The strength of Google’s Cloud Vision API has been put to the test by a trio of researchers.
In a new report, Hossein Hosseini, Baicen Xiao and Radha Poovendran have produced a paper entitled ‘Google’s Cloud Vision API Is Not Robust To Noise’. The researchers from the University of Washington (Seattle)’s Network Security Lab have discovered that the addition of a little noise has affected – and “blinded” the images analysed by Cloud Vision API. The trio commented in the paper: “In essence, we found that by adding noise, we can always force the API to output wrong labels or to fail to detect any face or text within the image.”
The paper explained what the API can do – which is to quickly classify images into thousands of categories, detect individual objects and faces within images, and to find and read printed words contained within images. The API can also be used to “detect different types of inappropriate content from adult to violent content.”
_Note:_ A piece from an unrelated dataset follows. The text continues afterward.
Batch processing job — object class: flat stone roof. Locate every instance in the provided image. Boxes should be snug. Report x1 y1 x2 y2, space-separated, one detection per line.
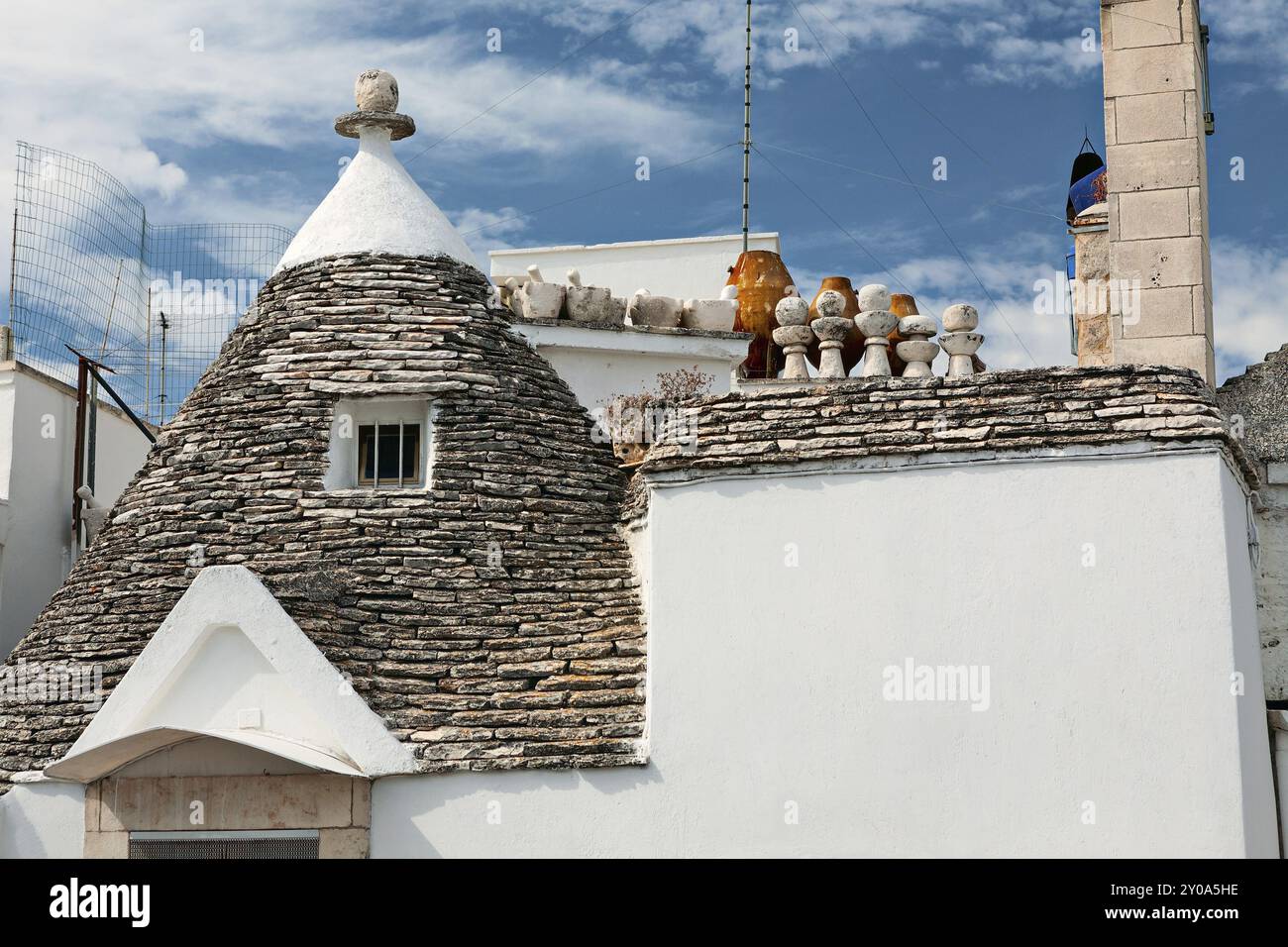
628 365 1258 481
However, a number of tests were carried out to see what difference image noise would make to the images analysed by the API. A notable factor was that not much noise was required to actually affect the results: on average, only 14.25% impulse noise.
In the report, Hosseini, Xiao and Poovendran showed what happened when two pictures of faces selected from the Faces94 dataset were treated with noise. The faces (respectively affected by 20 and 30% noise levels) could not be detected by the API as a result. The same happened when a picture containing text was treated with 35% impulse noise. The text was not recognised by the API.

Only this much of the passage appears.